Announcement

**coder** · 14 February 2021, 06:30 AM

Originally posted by uid313 View Post

And Linux got IO_uring support in version 5.1, and I/O_uring is what is generally called completion queues/ports, something that AmigaOS had. Linux is very late to the game with this feature. Windows already had it long ago too.

I don't know too much about I/O-completion ports and admittedly nothing about AmigaOS, but I would point out that Linux had nonblocking I/O for ages. This is just a different mechanism that doesn't require syscalls for each operation.

**elbar** · 14 February 2021, 06:41 AM

There is also deadline scheduler. If under huge(but really relatively small login) DESKTOP load, it loses request...

**Togga** · 14 February 2021, 09:36 AM

Originally posted by ptrwis View Post

Now only to wait for support in networking libraries of popular programming languages

If you want optimal performance, I guess this is a time to migrate away from your "popular" programming language (which I guess optimizes on number of key-strokes) and start getting things done.

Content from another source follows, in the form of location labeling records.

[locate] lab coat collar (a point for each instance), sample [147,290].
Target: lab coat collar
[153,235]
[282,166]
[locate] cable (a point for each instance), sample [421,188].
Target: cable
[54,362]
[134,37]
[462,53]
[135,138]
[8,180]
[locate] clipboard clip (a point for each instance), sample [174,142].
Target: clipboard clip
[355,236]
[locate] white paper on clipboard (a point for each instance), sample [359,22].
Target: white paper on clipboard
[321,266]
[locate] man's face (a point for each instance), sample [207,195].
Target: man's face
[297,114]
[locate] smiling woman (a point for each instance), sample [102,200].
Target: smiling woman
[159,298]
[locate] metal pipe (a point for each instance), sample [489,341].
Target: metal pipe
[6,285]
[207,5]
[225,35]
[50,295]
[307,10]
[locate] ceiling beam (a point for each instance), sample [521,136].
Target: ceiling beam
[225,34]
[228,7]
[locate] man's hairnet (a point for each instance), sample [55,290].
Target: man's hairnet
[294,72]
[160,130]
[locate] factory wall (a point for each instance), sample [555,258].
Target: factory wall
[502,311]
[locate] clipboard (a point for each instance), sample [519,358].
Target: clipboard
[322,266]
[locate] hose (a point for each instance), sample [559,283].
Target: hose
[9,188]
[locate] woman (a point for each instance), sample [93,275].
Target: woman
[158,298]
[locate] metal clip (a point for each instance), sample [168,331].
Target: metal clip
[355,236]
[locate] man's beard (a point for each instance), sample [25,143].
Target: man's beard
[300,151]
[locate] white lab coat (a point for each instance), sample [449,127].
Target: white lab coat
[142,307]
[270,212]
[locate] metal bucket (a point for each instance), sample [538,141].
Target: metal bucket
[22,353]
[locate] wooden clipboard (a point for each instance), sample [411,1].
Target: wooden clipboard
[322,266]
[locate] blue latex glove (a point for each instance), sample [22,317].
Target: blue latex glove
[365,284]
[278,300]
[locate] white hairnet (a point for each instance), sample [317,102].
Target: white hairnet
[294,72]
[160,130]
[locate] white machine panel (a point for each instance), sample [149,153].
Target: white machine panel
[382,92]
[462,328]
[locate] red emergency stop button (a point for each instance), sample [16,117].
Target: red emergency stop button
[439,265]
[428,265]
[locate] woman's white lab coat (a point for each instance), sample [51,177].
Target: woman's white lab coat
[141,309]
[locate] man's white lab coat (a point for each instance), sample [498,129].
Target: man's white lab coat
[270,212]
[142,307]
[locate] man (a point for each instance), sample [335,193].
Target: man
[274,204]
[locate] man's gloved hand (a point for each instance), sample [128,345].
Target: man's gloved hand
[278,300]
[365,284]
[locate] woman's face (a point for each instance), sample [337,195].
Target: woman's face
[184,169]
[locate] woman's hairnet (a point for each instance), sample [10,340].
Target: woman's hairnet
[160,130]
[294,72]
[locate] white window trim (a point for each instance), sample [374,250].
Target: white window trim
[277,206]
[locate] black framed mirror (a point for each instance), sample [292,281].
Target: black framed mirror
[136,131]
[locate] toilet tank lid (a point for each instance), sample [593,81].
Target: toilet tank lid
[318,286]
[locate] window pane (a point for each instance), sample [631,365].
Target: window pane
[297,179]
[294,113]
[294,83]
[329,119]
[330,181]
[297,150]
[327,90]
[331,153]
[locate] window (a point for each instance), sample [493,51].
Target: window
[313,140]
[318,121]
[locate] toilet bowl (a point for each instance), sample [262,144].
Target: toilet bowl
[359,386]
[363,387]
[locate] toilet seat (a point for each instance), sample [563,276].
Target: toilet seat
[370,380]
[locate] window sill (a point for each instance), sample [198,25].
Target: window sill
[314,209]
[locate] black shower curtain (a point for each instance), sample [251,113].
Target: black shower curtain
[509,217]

**polarathene** · 14 February 2021, 07:52 PM

Originally posted by Danny3 View Post

I have one of the fastest flash drives on the market, but booting distros from it still doesn't seem the same performance as booting them from the internal SSD even though its performance is comparable to the SSD and it's connected through USB 3.

There's a lot of other differences that will be in play here. You should be able to run some performance tests too (perhaps KDiskMark which is unrelated to KDE, or FIO which can test IO_uring perf specifically), which will help you better understand how the two drives perform differently. Sequential I/O is often used to market drives performance along with capacity, but the more technical details that matter are unrelated to that.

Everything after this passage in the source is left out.